We must be ready to allow ourselves to be interrupted by God.
~Dietrich Bonhoeffer


Dearest Kevin,

I wish someone would ask about you.
It's been so long since anyone has.
I wish someone would mention
Your name out loud...
But nobody does.
I long to speak your name
And hear your name spoken.
I long to share your life's story -
Your sayings, your way of being -
Now... only memories locked inside my heart.
I long to show your photos,
My proof of your existence.
I wish someone would ask...

I don't mind talking about you
And what happened to you.
In fact, I need to talk about you.
I need to do something
To release grief's grip.
I need to do something
To keep your memory and spirit alive...
You, who were such a great part
Of my life... our lives.
I need to speak of you and how you were -
As if by doing so, I extend your life -
A life cut to soon from life -
I need to confirm the reality of your existence.

If someone were to ask me about you,
And I could speak of you -
I would tell them you were real.
I would tell them you were here.
I would tell them you were important.
To speak freely of you
Helps me adjust to
A different experience of you.
I still maintain a relationship with you.
It is not painful to speak of you.
Speaking of you gives release
To my pent up feelings - and -
Brings relief to my wounded heart.

I think of you every day since you left.
I miss you.
It's difficult for those who have not journeyed
Through this particular valley of death -
To understand how this pain can last so long.
It's difficult to understand - unless -
You're a mother who has lost her child
And no one remembers or asks anymore.
Can I reach across death's boundary
And back to where you were?
Yes, I can.
I speak your name and my soul resonates
to the sounds of your new world.

I will speak of you - to learn the way to my new life.
And, if someone should ask about you,
I will speak your name and share stories of you,
And then I would say to them,
"Thank you for asking.  Please, do it again -
Sometime... soon"

I love you, Kevin, more than life itself.  See ya!

Mom


Thanks to all for your comments of love and support.  They are greatly appreciated.  Hugs!

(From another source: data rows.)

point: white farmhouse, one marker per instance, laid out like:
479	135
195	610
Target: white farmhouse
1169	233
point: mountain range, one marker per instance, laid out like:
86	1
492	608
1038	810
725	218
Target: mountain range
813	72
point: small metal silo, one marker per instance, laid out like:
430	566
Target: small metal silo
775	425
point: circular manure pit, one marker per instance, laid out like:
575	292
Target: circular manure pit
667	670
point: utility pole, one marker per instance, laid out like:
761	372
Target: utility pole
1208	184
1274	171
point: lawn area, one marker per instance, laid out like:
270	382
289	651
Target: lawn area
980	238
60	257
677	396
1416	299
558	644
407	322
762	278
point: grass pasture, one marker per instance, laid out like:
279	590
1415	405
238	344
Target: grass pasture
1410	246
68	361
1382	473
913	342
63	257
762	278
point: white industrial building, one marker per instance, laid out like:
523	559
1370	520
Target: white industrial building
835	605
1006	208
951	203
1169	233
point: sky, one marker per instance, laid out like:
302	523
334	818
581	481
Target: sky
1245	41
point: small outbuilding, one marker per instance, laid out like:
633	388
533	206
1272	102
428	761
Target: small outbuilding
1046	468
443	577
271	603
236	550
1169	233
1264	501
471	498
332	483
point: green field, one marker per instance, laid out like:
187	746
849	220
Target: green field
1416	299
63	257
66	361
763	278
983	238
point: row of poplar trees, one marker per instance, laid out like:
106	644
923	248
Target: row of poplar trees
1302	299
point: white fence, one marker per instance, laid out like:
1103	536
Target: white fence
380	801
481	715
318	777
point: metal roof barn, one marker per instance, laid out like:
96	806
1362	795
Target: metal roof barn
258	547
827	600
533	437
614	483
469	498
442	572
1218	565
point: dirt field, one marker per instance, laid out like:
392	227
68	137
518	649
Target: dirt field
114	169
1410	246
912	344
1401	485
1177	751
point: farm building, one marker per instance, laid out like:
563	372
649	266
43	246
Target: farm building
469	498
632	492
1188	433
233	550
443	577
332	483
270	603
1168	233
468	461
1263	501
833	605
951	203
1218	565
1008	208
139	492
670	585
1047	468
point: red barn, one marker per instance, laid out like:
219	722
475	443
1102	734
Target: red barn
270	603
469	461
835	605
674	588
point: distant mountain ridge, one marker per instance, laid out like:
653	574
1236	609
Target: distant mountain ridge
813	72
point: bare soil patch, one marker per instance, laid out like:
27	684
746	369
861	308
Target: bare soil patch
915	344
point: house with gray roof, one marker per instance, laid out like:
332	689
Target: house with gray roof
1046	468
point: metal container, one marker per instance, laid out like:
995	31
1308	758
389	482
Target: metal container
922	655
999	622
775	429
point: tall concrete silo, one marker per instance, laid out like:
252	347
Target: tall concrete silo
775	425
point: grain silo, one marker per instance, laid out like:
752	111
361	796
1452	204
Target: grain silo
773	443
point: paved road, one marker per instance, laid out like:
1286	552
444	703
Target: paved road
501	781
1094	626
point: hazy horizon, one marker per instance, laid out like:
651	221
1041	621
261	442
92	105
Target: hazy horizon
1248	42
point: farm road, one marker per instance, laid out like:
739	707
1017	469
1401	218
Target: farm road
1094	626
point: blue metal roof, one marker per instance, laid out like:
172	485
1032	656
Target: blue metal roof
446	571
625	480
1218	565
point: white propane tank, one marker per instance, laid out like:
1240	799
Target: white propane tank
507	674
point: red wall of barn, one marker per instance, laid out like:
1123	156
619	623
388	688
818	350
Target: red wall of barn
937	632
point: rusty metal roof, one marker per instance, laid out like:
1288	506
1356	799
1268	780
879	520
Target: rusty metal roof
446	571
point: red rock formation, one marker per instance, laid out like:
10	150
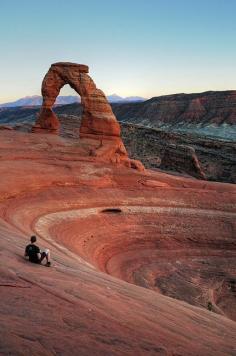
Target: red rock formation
99	127
183	159
171	238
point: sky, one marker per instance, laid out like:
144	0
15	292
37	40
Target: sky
132	47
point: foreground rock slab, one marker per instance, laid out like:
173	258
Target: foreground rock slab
137	256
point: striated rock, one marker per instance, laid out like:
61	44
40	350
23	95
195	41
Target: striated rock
182	159
210	113
137	257
99	128
97	117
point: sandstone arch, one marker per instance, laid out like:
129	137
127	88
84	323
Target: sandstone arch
97	117
99	129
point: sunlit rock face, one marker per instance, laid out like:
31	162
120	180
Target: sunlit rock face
171	238
99	127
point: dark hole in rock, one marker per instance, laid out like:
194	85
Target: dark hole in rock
112	210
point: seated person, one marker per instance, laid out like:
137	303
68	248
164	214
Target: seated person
34	254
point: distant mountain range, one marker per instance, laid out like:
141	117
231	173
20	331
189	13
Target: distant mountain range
36	100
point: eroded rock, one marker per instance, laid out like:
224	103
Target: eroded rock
99	127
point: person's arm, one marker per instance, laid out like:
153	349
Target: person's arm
38	253
26	253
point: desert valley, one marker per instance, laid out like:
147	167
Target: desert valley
139	216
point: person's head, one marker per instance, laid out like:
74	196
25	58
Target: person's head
33	239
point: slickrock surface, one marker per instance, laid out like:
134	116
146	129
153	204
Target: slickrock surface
137	256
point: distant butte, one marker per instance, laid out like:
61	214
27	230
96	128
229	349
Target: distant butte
143	262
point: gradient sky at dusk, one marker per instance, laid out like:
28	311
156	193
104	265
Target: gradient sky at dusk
133	47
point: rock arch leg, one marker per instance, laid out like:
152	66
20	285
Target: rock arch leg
99	127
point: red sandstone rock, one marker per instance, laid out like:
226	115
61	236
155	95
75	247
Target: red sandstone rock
171	238
99	127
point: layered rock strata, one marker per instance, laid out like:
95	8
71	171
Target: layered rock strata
99	127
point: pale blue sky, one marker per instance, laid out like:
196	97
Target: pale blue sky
133	47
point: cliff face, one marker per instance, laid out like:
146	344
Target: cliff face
212	113
171	238
204	122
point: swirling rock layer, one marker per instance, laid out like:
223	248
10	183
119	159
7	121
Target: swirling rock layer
171	238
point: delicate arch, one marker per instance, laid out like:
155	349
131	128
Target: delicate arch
97	115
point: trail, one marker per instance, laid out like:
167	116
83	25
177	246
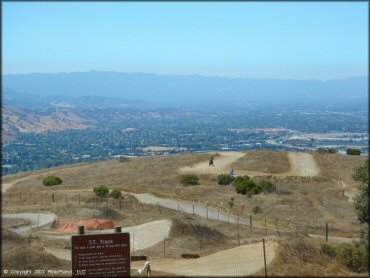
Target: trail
221	164
37	220
239	261
187	207
142	236
334	238
301	165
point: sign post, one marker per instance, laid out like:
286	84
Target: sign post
101	255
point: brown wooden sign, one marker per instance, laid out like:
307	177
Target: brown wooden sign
101	255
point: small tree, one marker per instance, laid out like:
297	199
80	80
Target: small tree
101	190
52	180
116	193
267	186
231	202
189	179
257	209
225	179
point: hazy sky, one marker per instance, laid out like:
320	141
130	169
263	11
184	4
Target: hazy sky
241	39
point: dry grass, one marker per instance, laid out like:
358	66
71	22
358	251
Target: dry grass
266	161
302	257
302	205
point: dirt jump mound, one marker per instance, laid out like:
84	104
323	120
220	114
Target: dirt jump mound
90	224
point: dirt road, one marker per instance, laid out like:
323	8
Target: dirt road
240	261
221	164
187	207
142	236
301	164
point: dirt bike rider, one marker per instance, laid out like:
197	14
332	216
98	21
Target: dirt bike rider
232	172
210	161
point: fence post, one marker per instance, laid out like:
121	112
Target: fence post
264	256
242	210
159	208
238	234
164	247
81	230
265	227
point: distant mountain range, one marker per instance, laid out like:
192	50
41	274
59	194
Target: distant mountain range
17	120
105	89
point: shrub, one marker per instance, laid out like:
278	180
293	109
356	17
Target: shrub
353	151
123	158
189	179
328	249
101	190
267	186
225	179
116	193
327	150
241	188
354	256
245	185
257	209
51	180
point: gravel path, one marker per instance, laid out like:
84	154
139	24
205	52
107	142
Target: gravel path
334	238
221	164
37	220
187	207
240	261
302	164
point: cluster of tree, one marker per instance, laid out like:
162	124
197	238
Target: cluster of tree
52	180
246	185
355	255
103	191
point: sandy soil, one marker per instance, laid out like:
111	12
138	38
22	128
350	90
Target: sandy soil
240	261
301	164
221	164
334	239
37	220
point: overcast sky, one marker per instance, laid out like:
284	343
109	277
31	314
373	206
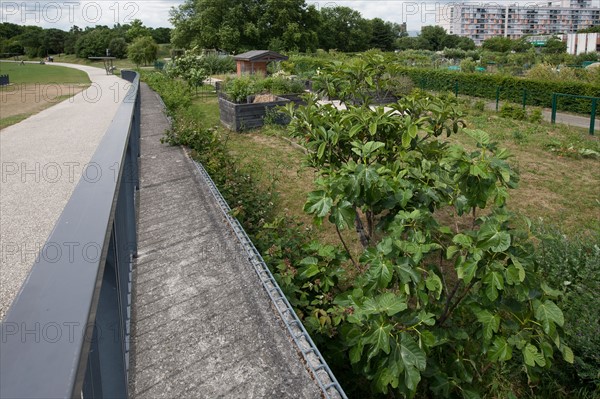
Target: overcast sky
62	14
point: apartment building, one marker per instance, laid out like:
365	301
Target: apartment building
481	21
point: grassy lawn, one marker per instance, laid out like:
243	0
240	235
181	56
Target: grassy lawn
35	87
558	185
42	74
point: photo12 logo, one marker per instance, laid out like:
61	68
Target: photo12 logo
68	12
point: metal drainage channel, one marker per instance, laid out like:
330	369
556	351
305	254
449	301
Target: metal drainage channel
319	368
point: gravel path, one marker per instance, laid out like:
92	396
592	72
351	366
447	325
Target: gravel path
42	158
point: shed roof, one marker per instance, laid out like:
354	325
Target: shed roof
260	55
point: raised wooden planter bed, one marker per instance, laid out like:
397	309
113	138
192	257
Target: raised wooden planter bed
239	117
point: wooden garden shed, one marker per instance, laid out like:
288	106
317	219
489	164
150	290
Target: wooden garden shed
256	61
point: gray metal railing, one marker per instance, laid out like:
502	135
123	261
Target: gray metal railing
66	334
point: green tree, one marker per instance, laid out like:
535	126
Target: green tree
161	35
71	40
143	50
435	37
53	41
137	29
382	35
344	29
451	305
93	42
407	43
118	47
229	25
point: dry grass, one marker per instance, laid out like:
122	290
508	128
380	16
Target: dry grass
560	190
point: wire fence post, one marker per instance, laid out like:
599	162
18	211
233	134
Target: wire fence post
593	116
553	116
498	96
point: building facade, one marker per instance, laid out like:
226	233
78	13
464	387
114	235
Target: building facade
481	21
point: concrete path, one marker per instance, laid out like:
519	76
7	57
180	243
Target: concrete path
202	323
42	158
566	119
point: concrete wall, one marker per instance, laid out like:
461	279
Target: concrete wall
581	43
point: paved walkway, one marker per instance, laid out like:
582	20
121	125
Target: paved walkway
42	158
566	119
202	324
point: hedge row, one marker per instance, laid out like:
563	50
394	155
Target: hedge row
539	93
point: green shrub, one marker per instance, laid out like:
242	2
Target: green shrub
535	116
479	105
574	265
239	88
175	94
539	92
508	110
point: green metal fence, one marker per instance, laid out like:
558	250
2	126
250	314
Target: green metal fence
555	98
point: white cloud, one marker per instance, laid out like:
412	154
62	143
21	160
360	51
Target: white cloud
63	14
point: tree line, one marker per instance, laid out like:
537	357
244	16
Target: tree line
280	25
34	41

Written by gbgoglo Blog about this entry
This entry has 5 comments: (Add your own)
  • #5 Comment from bessboren 
    6/4/05 3:39 AM Permalink
    I know how you feel...I lost my mom unexpectedly this year.  My grandmother lost a daughter.  I don't think the pain will ever go away.  I know it won't.  But I cherish the time we had, and cherish even more the eternity we will have together free of the stress and perils of this world.  God Bless You and Kevin
  • #4 Comment from barbpinion 
    6/3/05 1:21 PM Permalink
    So TALK to me about him, Hon.  I would love to be introduced to Kevin. This is a most precious entry. Big hugs. *Barb*
  • #3 Comment from eynl 
    6/3/05 9:36 AM Permalink
    This is beautiful.
    Carol
  • #2 Comment from keepthefaith4117 
    6/3/05 2:02 AM Permalink
    Dearest Gloria,
    How beautiful and I do think about Kevin,I just didn't know if it would be harder for you to talk about him. You are such a beautiful person.
    Love
    Mickie
  • #1 Comment from ckays1967 
    6/3/05 12:56 AM Permalink
    I have always heard that there is no greater loss than the death of a child.  Because it is so wrong.  Because it is out of sinc with what is suppose to be.  Because it is something we NEVER plan for or even consider.

    I have not walked in your shoes my friend but I am willing to hold your your hand and to hold the flashlight in my other hand to light the way.

    All my love and prayers.


    PS:  I only know Kevin thru here and thru you....and I know him.